At the time of writing, this will get you langchain 1.2.0 and langchain-ollama 1.0.1. These projects can introduce breaking changes between major versions but are, for the most part, pretty stable.
Here, langchain is the core framework designed to help developers build applications powered by LLMs. The langchain-ollama integration package does what it sounds like: it connects the LangChain framework with Ollama.
Introducing LangChain
Let’s dig a little deeper into LangChain just so we can orient ourselves around the technology we’re using.
LangChain is best thought of as a coordination layer for language models. While tools like Ollama focus on running a model, LangChain focuses on using one as part of a larger process. A way to think of this is that LangChain provides the connective tissue that lets an LLM interact with prompts, memory, documents, tools, and application logic in a structured way. Instead of treating a model call as a single question-and-answer exchange, LangChain treats it as one step in a chain of reasoning or action.
What LangChain really offers is a way to turn language models into participants in workflows rather than isolated responders. It gives developers a vocabulary for ideas like “remember this,” “retrieve relevant context,” “call a tool,” or “decide what to do next.” In doing so, it shifts the mental model from prompting to orchestration. By that I mean, you’re no longer just asking a model for text. Instead, you’re designing how it thinks, what it can access, and how it moves from input to output.
I bet that sounds like a whole lot of stuff that you would want to be able to test! Eventually, in this series, I will introduce tools that do exactly that. But I also want to show you what goes into building these applications. To test AI, it really helps to know how the sausage is made, as it were.
One way I like to think of it is that Ollama makes models local, LangChain makes them purposeful.

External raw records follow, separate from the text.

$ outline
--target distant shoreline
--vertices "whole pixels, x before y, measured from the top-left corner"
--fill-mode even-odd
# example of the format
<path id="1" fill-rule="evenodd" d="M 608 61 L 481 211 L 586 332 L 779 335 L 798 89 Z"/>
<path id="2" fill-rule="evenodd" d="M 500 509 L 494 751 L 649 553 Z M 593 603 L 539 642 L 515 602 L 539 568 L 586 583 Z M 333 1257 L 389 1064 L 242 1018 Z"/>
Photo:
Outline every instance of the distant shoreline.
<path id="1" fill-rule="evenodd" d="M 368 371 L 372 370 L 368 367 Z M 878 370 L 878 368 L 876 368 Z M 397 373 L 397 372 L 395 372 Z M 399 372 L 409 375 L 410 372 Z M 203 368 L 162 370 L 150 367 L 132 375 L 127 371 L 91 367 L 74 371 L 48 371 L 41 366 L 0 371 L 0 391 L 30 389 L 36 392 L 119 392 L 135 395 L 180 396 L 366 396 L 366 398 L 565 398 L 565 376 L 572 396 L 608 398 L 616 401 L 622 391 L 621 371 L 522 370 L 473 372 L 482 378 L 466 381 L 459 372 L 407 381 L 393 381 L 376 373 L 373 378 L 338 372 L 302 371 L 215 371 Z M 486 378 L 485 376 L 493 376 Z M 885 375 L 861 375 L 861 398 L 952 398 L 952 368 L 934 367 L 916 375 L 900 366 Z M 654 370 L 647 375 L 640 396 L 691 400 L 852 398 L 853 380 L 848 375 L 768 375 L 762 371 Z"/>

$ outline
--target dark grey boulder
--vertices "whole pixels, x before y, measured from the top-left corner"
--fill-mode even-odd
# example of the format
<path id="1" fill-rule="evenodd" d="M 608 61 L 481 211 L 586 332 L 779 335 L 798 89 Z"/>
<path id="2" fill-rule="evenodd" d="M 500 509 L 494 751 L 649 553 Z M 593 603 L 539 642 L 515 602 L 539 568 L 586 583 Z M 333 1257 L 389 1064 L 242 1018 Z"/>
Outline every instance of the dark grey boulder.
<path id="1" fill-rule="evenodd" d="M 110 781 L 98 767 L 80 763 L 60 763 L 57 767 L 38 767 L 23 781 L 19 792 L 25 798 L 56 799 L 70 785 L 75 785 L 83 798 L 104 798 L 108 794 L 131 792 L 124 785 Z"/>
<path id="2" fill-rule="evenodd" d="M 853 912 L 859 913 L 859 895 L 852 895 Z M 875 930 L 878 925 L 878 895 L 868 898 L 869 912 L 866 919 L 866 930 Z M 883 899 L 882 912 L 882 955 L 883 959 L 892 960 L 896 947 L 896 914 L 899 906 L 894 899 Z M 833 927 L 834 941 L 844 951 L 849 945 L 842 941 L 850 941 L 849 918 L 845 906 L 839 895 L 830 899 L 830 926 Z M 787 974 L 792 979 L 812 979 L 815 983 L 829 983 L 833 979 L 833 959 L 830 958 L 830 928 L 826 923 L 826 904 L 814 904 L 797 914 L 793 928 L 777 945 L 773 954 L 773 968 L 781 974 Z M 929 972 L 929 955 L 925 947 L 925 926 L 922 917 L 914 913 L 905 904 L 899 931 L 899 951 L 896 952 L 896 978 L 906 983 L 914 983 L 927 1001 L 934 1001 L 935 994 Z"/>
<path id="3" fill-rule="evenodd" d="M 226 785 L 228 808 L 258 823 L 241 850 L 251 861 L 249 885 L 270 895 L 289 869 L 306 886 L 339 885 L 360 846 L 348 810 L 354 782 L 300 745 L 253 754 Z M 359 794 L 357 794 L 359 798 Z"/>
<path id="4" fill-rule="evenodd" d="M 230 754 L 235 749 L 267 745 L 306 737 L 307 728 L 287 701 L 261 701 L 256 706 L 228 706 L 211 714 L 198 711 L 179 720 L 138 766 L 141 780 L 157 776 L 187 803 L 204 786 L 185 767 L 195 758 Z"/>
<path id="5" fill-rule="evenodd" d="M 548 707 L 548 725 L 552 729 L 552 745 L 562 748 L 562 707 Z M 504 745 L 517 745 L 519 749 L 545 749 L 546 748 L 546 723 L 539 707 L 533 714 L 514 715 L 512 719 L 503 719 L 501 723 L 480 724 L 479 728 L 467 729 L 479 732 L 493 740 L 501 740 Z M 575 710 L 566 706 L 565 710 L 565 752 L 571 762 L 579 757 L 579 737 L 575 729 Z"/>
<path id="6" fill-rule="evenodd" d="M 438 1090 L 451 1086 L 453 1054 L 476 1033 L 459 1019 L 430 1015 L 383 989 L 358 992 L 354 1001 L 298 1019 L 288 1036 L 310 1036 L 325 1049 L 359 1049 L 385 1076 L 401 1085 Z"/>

Together, they let you run a model you control, give that model context and memory, and embed that model into small, testable applications.
Our First Script!
Within the project directory you set up with your virtual environment, create a script.py file (name it whatever you want) and within that you can put the following code:
|
1 2 3 4 5 6 7 8 9 10 11 12 13 14 15 16 17 |
from langchain_ollama import ChatOllama MODEL = "qwen3:latest" model = ChatOllama( model=MODEL, base_url="http://localhost:11434", temperature=0.2, top_k=25 ) prompt = "What is the speed of light in a vacuum?" response = model.invoke(prompt) print(type(response)) print(response) |
This logic depends on you having followed the first post, which involved getting the Ollama app on your machine and running, as well as downloading the qwen3 model.
Per my model revisit above, if you chose another model, you can easily just replace the name of the model in the code by changing the MODEL constant.
Here, the ChatOllama that we’re using is a LangChain integration that allows you to run and interact with open-source LLMs, like the qwen3 model we’re using. While ChatOllama is designed to work with chat messages (hence the “chat” in the name!), you can also invoke it with simple text strings as we’re doing here. Behind the scenes, LangChain converts that simple string into a message format that the chat model expects. I’ll revisit this string/message distinction later in the post.
Try and run your script.
python script.py
Depending on your processor and your GPU, execution can take a variable amount of time. In fact, it’s right here, at the beginning, that I would experiment a bit with models. In these initial posts, the specific output from a specific model is going to matter less than simply understanding what you are doing with these models. That said, do keep in mind that initial model start up time is always longer than regular operation. I’ll come back to this in a bit when I talk about “keep alive” settings.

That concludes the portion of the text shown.